Neuromorphic event-based cameras are bioinspired visual sensors with asynchronous pixels and extremely high temporal resolution. Such favorable properties make them an excellent choice for solving state estimation tasks under high-speed maneuvers. However, failures of camera pose tracking are frequently witnessed in state-of-the-art event-based visual odometry systems when the local map cannot be updated timely or feature matching is unreliable. One of the biggest roadblocks in this field is the absence of efficient and robust methods for data association without imposing any assumptions on the environment. This problem seems, however, unlikely to be addressed as in standard vision because of the motion-dependent nature of event data. To address this, we propose a map-free design for event-based visual-inertial state estimation in this article. Instead of estimating camera position, we find that recovering the instantaneous linear velocity aligns better with event cameras’ differential working principle. The proposed system uses raw data from a stereo event camera and an inertial measurement unit (IMU) as input, and adopts a dual-end architecture. The front-end preprocesses raw events and executes the computation of normal flow and depth information. To handle the temporally nonequispaced event data and establish association with temporally nonaligned IMU’s measurements, the back-end employs a continuous-time formulation and a sliding-window scheme that can progressively estimate the linear velocity and IMU’s bias. Experiments on synthetic and real data show our method achieves low-latency, metric-scale velocity estimation. To the best of the authors’ knowledge, this is the first real-time, purely event-based visual-inertial state estimator for high-speed maneuvers, requiring only sufficient textures and imposing no additional constraints on either the environment or motion pattern.
基于事件的高速机动视觉惯性状态估计
基于神经形态事件的相机是具有异步像素和极高时间分辨率的仿生视觉传感器。这些良好的特性使它们成为解决高速机动下状态估计任务的绝佳选择。然而,在当前基于事件的视觉里程计系统中,由于局部地图不能及时更新或特征匹配不可靠,导致相机姿态跟踪失败。该领域最大的障碍之一是缺乏有效和健壮的数据关联方法,而不需要对环境施加任何假设。

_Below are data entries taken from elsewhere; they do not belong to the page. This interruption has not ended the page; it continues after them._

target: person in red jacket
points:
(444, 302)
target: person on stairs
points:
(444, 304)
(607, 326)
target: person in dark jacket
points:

然而,由于事件数据的运动依赖性质,这个问题似乎不太可能像标准视觉那样得到解决。为了解决这个问题,我们在本文中提出了一种基于事件的视觉惯性状态估计的无地图设计。我们发现恢复瞬时线速度比估计相机位置更符合事件相机的差分工作原理。该系统采用立体事件相机和惯性测量单元(IMU)的原始数据作为输入,采用双端结构。前端对原始事件进行预处理,并执行正常流和深度信息的计算。为了处理时间非均匀的事件数据并与时间非对准的IMU测量建立关联,后端采用连续时间公式和滑动窗口方案,可以逐步估计线速度和IMU的偏差。在合成数据和实际数据上的实验表明,该方法可以实现低延迟、公制尺度的速度估计。据作者所知,这是第一个用于高速机动的实时、纯粹基于事件的视觉惯性状态估计器,只需要足够的纹理,并且对环境或运动模式没有额外的限制。
本文章由计算机程序翻译,如有差异,请以英文原文为准。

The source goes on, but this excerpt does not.